Ook binnen de bestemming 'Wonen' komt op de verbeelding de aanduiding 'parkeerterrein' voor. Met die aanduiding is aangegeven waar parkeerplaatsen in stand dienen te worden gehouden. Daarmee is gewaarborgd dat voldaan wordt aan de parkeernorm (1,4 parkeerplaats per woning). Binnen de bestemming 'Wonen' is parkeren alleen toegestaan op de gronden waarop de aanduiding 'parkeerterrein' op van toepassing is.

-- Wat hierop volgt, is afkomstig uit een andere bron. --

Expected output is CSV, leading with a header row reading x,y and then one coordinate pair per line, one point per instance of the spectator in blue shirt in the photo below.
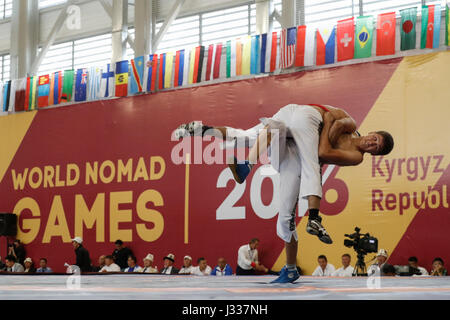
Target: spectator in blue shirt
x,y
43,266
222,269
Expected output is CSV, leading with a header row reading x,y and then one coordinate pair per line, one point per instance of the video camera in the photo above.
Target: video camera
x,y
362,243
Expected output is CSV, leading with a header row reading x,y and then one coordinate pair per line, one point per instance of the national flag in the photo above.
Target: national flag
x,y
364,37
254,56
6,95
431,26
107,83
304,54
263,53
217,61
209,62
21,90
162,70
122,78
43,91
201,56
186,67
81,85
326,40
168,72
94,83
68,86
58,85
447,25
287,47
386,34
179,68
346,39
246,55
408,28
151,72
137,75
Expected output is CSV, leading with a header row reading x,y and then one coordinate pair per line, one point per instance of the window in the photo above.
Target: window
x,y
5,9
50,3
5,62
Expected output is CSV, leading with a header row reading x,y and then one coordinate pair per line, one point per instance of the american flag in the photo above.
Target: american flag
x,y
287,47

Voor de woningen op het binnenterrein is in de planregels vastgelegd dat de woningen moeten worden voorzien van een lessenaarsdak. Bij de bouwhoogte is uitgegaan van de bouwhoogte uit het bouwplan met een kleine marge. De hoge zijde van het lessenaarsdak dient aan de voorzijde van de woning te worden gerealiseerd. De maximale hoogte is 8 meter. De lage zijde bevindt zich aan de achterkant van de woning en mag maximaal 5,5 meter hoog zijn.

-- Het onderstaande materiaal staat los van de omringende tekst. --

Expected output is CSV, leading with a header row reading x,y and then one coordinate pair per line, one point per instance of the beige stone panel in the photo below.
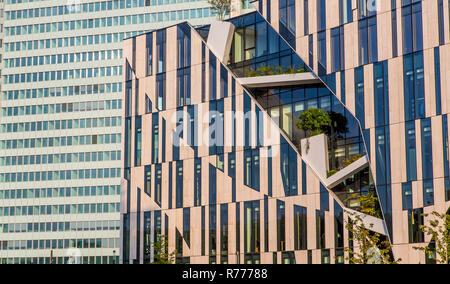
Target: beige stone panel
x,y
170,126
273,237
445,78
196,231
311,221
447,22
328,49
277,184
351,45
419,149
430,24
146,139
350,91
228,126
300,16
188,183
369,97
437,142
329,230
133,189
266,258
430,91
274,14
383,7
232,231
302,48
312,16
289,224
171,89
164,186
141,56
203,130
397,213
224,188
440,205
241,233
372,137
263,171
399,29
171,48
384,30
196,84
398,153
396,96
196,49
301,257
338,84
239,122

Voor de poortwoning is vastgelegd dat het gebouw met een plat dak dient te worden uitgevoerd. Daarnaast is de bouwhoogte voor dit gebouw in de regels vastgelegd.

Waarde-Archeologie (dubbelbestemming)

Het plangebied ligt binnen archeologisch waardevol gebied. Ter plaatse van archeologisch waardevol gebied geldt naast deze primaire bestemming nog een andere bestemming/secundaire bestemming. Bouwwerken ten behoeve van de secundaire bestemmingen zijn slechts toelaatbaar na ontheffing. Ontheffing wordt verleend als de archeologische belangen niet onevenredig worden geschaad. Ter plaatse van de primaire bestemming Waarde - Archeologie geldt een aanlegvergunningenplicht voor het uitvoeren van bepaalde werkzaamheden.